An initial Supply Cap has been included which is representative of 50% of the Aave v2 Boost Pool. This acts to reduce the concentration risk to Sturdy Finance assuming the liquidity from the Aave v2 pool migrates rather quickly.

Disclosure

This proposal is the work of @TokenLogic who is a contributor to Llama which has a Service Provider Agreement with Aave.

Copyright

Copyright and related rights waived via CC0.

2 Likes

love to see this on sturdy

2 Likes

This is a great proposal, thanks for taking the time to put this together!

My main concern is regarding the oracle. The way the current wstETH/WETH BPT works is that it multiplies getRate by the min price of stETH and ETH (per Chainlink). Could we do something similar with DAI, USDC, and USDT, or do aTokens complicate this?

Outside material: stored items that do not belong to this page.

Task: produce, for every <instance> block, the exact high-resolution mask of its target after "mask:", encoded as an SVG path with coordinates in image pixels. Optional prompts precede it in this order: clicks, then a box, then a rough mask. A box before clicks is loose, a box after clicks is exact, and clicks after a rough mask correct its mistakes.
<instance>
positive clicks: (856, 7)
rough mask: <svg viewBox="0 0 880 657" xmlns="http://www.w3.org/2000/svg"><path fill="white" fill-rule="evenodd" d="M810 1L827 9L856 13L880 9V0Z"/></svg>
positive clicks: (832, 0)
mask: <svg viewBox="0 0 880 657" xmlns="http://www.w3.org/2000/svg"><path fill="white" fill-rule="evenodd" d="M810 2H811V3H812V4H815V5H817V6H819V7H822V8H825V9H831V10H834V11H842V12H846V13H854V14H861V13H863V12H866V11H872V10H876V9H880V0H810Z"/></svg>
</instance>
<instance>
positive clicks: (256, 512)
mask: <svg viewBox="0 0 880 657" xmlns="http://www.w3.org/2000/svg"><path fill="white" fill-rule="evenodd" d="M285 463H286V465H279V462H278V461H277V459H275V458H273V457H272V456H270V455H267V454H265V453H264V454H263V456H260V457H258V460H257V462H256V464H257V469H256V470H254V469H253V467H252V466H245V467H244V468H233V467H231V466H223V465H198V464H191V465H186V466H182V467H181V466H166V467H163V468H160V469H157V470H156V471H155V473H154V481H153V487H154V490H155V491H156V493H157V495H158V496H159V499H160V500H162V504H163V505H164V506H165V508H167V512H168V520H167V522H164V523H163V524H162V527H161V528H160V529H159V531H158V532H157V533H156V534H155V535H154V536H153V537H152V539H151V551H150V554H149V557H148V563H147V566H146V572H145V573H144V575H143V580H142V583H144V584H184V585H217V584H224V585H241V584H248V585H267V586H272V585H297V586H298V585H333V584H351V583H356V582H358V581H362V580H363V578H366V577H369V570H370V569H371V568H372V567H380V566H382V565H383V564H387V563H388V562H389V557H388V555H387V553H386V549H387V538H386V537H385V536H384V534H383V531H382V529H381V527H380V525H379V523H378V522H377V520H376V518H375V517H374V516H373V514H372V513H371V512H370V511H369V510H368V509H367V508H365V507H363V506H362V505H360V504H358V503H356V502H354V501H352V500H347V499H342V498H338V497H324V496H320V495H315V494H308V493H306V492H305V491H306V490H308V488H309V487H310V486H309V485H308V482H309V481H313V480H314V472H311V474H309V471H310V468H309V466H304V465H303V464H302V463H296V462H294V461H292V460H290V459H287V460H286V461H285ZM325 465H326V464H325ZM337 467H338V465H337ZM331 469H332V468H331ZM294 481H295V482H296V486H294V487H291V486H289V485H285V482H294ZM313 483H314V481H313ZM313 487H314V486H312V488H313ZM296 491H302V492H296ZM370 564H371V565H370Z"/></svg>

Additionally, we may want to consider setting the risk parameters in line with the other stablecoin collateral assets (LTV 90%, LT 93%) given Aave V3 smart contract risk.

2 Likes

Hi @pgpsam,

We are just working through some details with Balancer and will provide more soon.

Risk parameters will need the admin to amend the original post.

Thank you for patience.

1 Like

Hi @pgpsam,

Thank you for amending the risk parameters in the original post.

We have spoken to the team at Balancer. Soon there will be documentation published covering how to attain an accurate price for the BPT. In the mean time, Sturdy can follow the same implementation approach as wstETH/wETH and Balancer will review the oracle to ensure it is correct.

Given this discussion has been active over a week now, we would like to publish a proposal.

1 Like

I definitely would want to rely on a chainlink oracle.